“Australian traveller strip-searched, held in US prison and deported over little-known entry requirement” (Guardian):
An Australian traveller was denied entry to the US, cavity searched, sent to prison alongside criminals and subsequently deported 30 hours after arriving, due to a little-known entry requirement for the US.
The Victorian student Jack Dunn applied for a visa waiver for his trip to the US in May and planned to travel on to Mexico. He had been warned about the need to prove his plan to exit the US, but was unaware of the rule that requires those entering on the waiver to have booked either a return flight or onward travel to a country that does not border the US.
After arriving in Honolulu Dunn was refused entry to the US and detained at a federal prison until he could be put on a return flight to Australia.
Dunn, 23, had spent more than half a year saving for his trip, and by May had enough for a three- to four-month adventure. He planned to start in the US to see the NBA playoffs, then spend most of his trip backpacking across Mexico and South America.
After landing at 6am on 5 May, he was interrogated by a US Customs and Border Protection (CBP) officer, who refused him entry after determining that he had not booked onward travel beyond Mexico.
He was put in an interrogation room with no wifi. Because he did not have a local sim card, had no access to the internet.
At one point, Dunn claims, an airline worker offered him his phone to book a flight from Mexico to a third country.
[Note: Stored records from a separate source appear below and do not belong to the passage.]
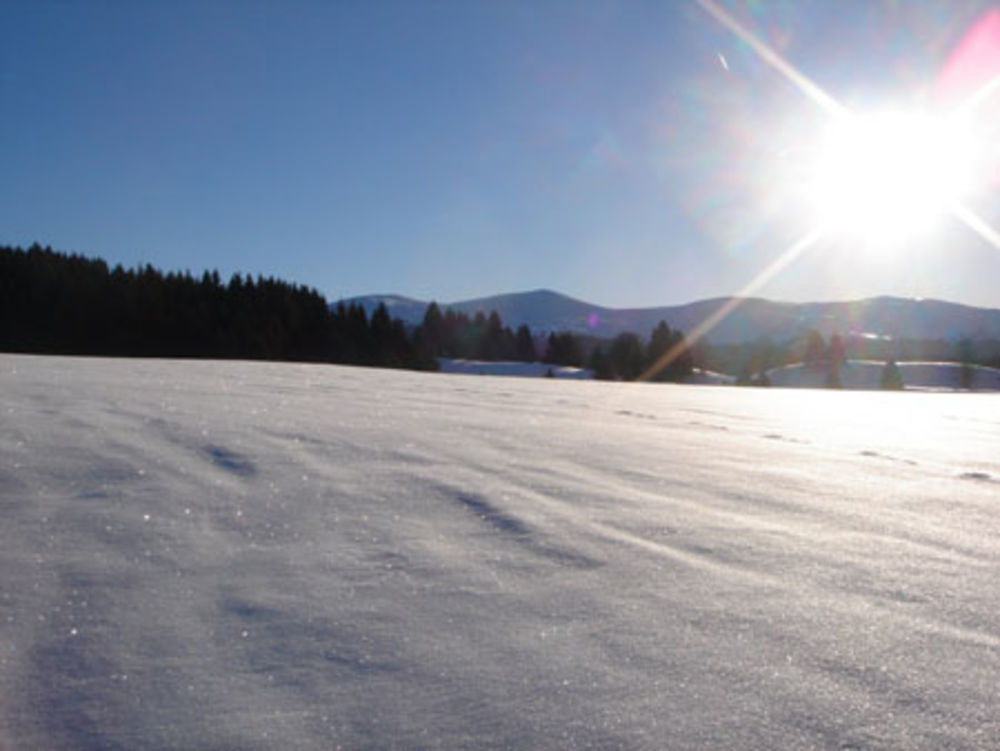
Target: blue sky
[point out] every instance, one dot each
(619, 152)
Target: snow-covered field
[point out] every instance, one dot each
(209, 555)
(866, 374)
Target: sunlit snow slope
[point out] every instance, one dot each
(270, 556)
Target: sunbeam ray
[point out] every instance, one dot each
(701, 330)
(769, 55)
(978, 225)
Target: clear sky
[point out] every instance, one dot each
(620, 152)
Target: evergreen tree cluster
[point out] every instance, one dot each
(665, 357)
(56, 303)
(482, 337)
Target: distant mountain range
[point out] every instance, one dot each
(545, 311)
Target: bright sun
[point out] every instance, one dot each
(883, 178)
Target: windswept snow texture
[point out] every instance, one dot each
(867, 374)
(272, 556)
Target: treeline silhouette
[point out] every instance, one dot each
(58, 303)
(481, 337)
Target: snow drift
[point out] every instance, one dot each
(269, 556)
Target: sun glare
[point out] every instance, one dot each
(885, 177)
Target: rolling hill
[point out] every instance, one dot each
(545, 310)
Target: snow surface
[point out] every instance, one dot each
(224, 555)
(866, 374)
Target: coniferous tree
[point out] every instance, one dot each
(626, 356)
(891, 379)
(524, 345)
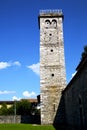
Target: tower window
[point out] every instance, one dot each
(51, 50)
(52, 75)
(50, 34)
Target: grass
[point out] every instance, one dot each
(25, 127)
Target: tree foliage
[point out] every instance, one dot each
(23, 107)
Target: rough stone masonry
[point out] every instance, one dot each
(52, 63)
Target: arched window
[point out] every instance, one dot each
(54, 23)
(47, 23)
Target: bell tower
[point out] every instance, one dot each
(52, 63)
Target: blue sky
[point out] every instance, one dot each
(19, 43)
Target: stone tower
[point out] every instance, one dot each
(52, 63)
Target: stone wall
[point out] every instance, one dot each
(52, 64)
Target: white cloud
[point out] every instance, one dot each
(35, 68)
(15, 98)
(17, 63)
(29, 94)
(4, 65)
(7, 92)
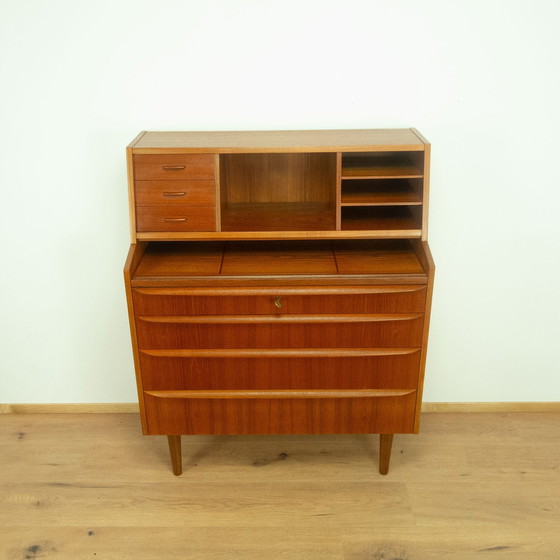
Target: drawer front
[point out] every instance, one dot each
(176, 416)
(173, 167)
(396, 331)
(280, 370)
(381, 299)
(179, 217)
(196, 191)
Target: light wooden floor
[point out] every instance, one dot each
(90, 486)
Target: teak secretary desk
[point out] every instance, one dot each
(279, 282)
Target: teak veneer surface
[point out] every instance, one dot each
(279, 282)
(297, 261)
(277, 141)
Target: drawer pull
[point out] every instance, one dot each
(173, 167)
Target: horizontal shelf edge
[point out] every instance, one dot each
(282, 394)
(273, 235)
(279, 352)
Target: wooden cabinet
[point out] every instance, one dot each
(279, 282)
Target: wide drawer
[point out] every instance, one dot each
(174, 167)
(390, 413)
(196, 191)
(179, 217)
(280, 369)
(379, 299)
(303, 331)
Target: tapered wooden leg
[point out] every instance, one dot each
(385, 444)
(175, 453)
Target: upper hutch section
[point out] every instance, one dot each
(279, 184)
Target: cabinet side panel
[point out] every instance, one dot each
(425, 256)
(134, 257)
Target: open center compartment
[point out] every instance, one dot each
(278, 192)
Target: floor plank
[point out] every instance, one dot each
(472, 485)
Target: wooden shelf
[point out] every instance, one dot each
(390, 218)
(380, 166)
(278, 216)
(391, 192)
(184, 262)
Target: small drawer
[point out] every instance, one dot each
(361, 331)
(280, 369)
(196, 191)
(179, 217)
(197, 416)
(174, 167)
(379, 299)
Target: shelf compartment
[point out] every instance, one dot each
(381, 192)
(278, 216)
(278, 192)
(382, 165)
(389, 218)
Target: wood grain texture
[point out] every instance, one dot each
(390, 368)
(471, 486)
(149, 193)
(261, 301)
(170, 167)
(278, 141)
(326, 415)
(176, 217)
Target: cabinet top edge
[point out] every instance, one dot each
(402, 139)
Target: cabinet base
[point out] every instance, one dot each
(385, 445)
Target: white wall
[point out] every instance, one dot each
(79, 80)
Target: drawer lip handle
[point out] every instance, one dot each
(287, 353)
(173, 167)
(281, 394)
(276, 319)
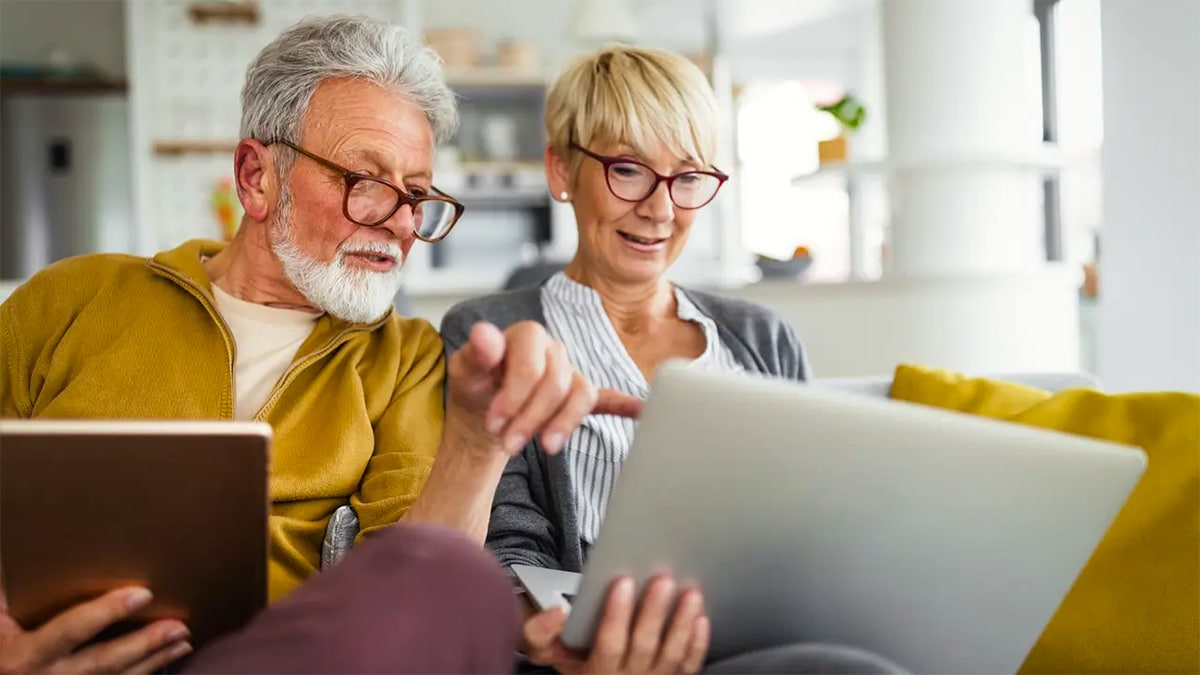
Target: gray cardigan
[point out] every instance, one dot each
(533, 514)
Dunn tried booking a flight to Panama, but did not have enough money in his debit card account, and as his own phone was not connected to the internet, he could not transfer money from his savings account, which held several thousand dollars. He then tried to book a cheaper flight to Guatemala, but the CBP officer re-entered the room and ordered the airline worker to take the phone back, Dunn claimed.
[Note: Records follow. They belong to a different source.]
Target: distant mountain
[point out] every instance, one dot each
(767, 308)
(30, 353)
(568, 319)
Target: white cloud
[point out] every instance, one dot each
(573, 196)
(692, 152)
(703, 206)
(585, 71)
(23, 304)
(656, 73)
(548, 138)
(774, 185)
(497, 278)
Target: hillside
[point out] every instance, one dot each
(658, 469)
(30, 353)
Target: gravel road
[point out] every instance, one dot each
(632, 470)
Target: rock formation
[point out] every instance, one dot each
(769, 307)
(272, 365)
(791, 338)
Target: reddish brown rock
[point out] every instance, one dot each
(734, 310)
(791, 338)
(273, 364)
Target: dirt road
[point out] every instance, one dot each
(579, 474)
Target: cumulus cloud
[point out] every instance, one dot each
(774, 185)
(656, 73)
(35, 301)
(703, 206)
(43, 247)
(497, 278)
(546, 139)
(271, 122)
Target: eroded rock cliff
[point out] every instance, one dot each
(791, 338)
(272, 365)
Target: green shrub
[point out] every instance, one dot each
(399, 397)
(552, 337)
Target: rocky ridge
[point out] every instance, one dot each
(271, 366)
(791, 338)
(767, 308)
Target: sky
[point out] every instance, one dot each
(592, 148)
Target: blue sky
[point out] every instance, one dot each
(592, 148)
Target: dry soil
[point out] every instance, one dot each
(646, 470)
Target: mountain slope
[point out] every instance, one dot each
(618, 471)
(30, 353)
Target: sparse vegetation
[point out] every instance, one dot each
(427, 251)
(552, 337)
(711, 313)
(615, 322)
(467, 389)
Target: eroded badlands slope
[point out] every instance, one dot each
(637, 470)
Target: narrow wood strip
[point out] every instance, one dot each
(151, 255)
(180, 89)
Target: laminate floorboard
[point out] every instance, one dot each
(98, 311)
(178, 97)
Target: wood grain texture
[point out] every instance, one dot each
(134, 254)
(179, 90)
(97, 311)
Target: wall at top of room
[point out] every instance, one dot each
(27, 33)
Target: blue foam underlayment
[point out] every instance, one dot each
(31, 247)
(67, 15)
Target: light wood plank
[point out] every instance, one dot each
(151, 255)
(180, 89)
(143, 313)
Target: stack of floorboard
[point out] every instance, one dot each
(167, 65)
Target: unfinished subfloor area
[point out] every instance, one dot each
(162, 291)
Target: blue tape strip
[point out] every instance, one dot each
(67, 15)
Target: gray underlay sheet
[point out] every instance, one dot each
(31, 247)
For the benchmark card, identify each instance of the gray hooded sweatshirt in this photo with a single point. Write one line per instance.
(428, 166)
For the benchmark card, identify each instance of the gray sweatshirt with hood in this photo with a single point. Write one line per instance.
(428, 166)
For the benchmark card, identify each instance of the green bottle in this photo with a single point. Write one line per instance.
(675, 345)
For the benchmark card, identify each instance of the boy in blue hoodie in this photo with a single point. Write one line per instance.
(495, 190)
It’s a sad story because he would have been able to stay if he’d simply said “My parents are beating me up and I request asylum” or “there is a gang in my neighborhood that has targeted me for execution” (see “Biden administration reverses Trump-era asylum policies”: “Attorney General Merrick Garland withdrew key rulings that his predecessor issued in 2018 limiting asylum for victims of domestic violence and gang threats.”).
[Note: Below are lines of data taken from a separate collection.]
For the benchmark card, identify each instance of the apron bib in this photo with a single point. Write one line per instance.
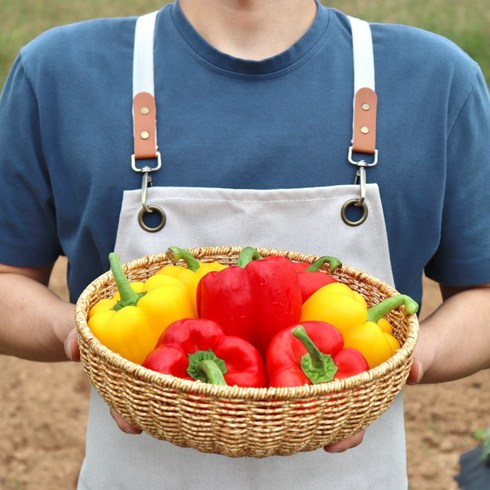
(282, 219)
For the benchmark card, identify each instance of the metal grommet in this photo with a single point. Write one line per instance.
(150, 209)
(359, 204)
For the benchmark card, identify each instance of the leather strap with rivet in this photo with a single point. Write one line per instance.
(364, 127)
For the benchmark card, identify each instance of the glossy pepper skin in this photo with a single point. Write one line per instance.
(311, 278)
(191, 273)
(311, 353)
(363, 329)
(254, 299)
(132, 321)
(198, 349)
(336, 304)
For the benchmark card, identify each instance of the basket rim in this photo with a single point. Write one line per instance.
(166, 381)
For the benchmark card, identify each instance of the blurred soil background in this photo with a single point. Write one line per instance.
(43, 407)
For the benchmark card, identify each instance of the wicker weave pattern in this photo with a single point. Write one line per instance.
(233, 421)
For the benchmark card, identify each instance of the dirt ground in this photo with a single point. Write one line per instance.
(43, 410)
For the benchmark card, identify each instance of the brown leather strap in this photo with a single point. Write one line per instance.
(365, 110)
(145, 126)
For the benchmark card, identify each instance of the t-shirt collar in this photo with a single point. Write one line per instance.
(298, 51)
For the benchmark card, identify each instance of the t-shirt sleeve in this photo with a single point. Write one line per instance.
(27, 216)
(463, 257)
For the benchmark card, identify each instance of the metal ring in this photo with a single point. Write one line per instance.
(358, 203)
(150, 209)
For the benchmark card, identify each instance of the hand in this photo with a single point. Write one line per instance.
(72, 349)
(414, 377)
(349, 443)
(123, 424)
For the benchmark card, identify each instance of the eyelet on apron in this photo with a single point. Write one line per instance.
(150, 208)
(358, 203)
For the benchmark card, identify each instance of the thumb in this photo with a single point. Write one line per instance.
(416, 373)
(70, 345)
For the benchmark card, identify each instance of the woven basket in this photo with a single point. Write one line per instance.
(234, 421)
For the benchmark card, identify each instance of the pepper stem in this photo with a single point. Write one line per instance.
(333, 263)
(378, 311)
(246, 256)
(317, 366)
(129, 297)
(175, 254)
(205, 366)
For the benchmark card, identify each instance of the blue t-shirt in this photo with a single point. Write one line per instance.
(284, 122)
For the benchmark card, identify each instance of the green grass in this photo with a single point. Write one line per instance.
(466, 22)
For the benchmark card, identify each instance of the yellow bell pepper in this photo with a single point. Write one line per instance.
(337, 304)
(131, 322)
(191, 274)
(363, 329)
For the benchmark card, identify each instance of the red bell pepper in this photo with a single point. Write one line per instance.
(311, 278)
(254, 299)
(198, 349)
(311, 353)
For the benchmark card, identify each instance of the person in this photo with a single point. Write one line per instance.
(257, 142)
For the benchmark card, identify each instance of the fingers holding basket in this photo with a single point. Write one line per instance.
(349, 443)
(123, 424)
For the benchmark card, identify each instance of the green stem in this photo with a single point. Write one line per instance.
(205, 366)
(247, 255)
(212, 373)
(378, 311)
(175, 254)
(128, 296)
(317, 366)
(333, 263)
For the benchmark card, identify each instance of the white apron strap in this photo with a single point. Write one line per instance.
(145, 119)
(364, 116)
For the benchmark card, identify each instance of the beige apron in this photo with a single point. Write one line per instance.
(306, 220)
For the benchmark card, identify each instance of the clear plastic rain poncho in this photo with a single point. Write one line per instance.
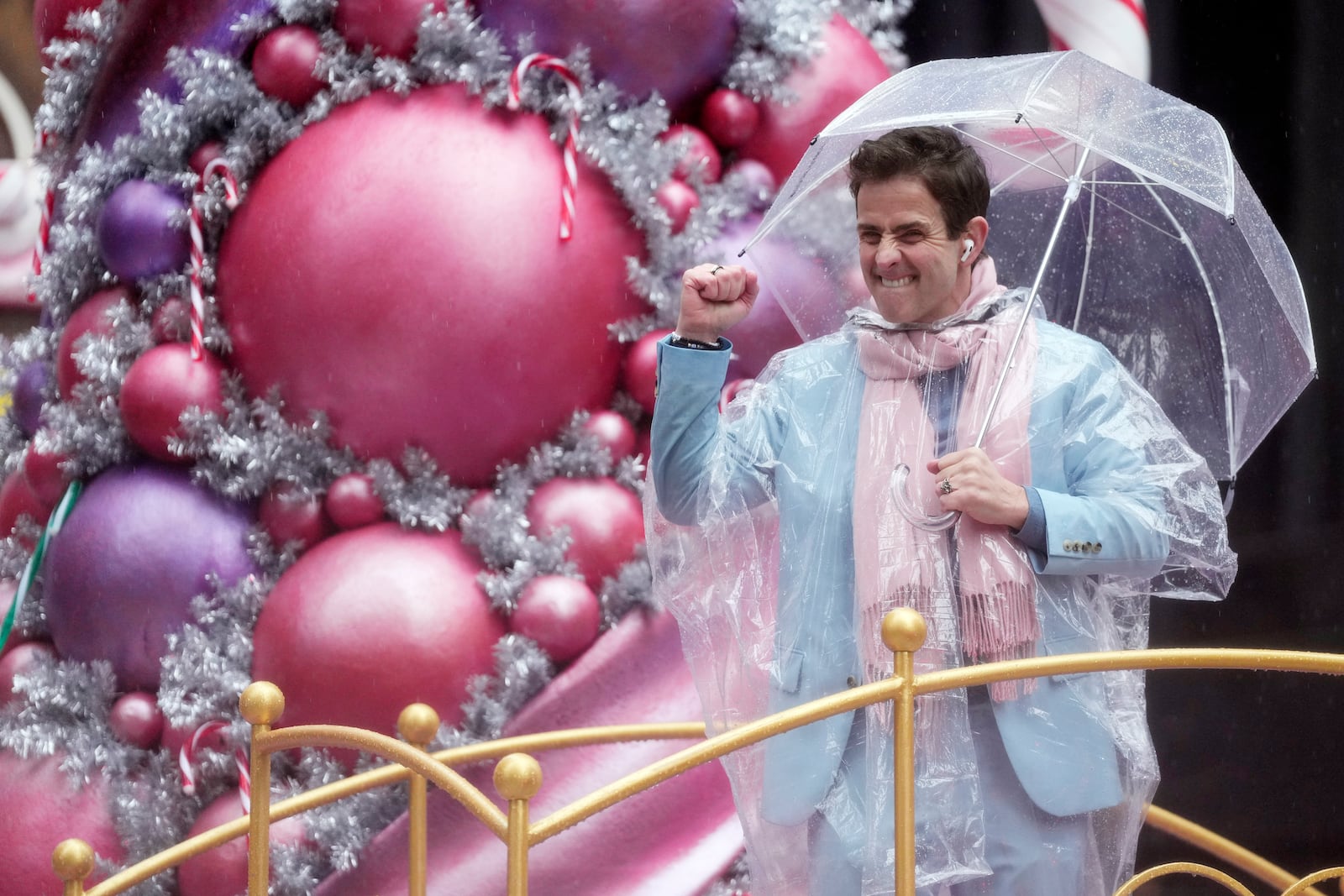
(753, 537)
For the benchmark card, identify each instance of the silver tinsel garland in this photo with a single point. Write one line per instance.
(253, 446)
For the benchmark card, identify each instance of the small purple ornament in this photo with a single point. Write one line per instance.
(141, 231)
(676, 49)
(27, 396)
(134, 551)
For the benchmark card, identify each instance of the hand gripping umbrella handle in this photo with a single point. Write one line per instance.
(900, 490)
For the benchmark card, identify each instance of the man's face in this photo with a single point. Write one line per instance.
(911, 262)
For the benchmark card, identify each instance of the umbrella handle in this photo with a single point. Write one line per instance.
(900, 490)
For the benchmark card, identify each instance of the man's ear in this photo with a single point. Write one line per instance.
(978, 230)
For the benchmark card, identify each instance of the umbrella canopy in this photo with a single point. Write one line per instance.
(1163, 250)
What were the consequences of this failure to claim asylum?
Dunn said about six hours after landing he was handcuffed and taken to the Federal Detention Center in Honolulu, where he was told to strip naked and was twice searched under his scrotum and anus for contraband before being admitted.
Separately, I’m not sure why we need this rule. Since anyone can stay in the U.S. more or less indefinitely merely by saying “I don’t feel safe at home,” why are Australians whose trip terminates in Mexico or Canada a threat to our society?
Related:
Why are Australians whose trip terminates in Mexico or Canada a threat to our society?
It’s because he is white. Obviously! (I still don’t care about Black Lives Matter)
You glossed over this barbaric detail: “He was put in an interrogation room with no wifi.”
We must amend the Universal Declaration of Human Rights.
Anon: But if he’d had WiFi he could have cured the defect in his ticket, e.g., by changing to a destination other than Mexico for his outward-bound leg.
The U.S. seems to be terrified of people who travel several months. This is a BBC agitprop piece (white Irishman deported, people of color hit hardest):
https://www.bbc.com/news/world-us-canada-40332646
CBP seems to target red-haired Australians. In this new case, a young Australian woman was asked whether she had an abortion (!) and was subsequently deported:
https://www.theguardian.com/australia-news/2022/jul/13/have-you-recently-had-an-abortion-australian-transiting-through-us-questioned-then-deported
This is the sort question that people would have had a duel over in the 19th century. Now we are all treated like cattle.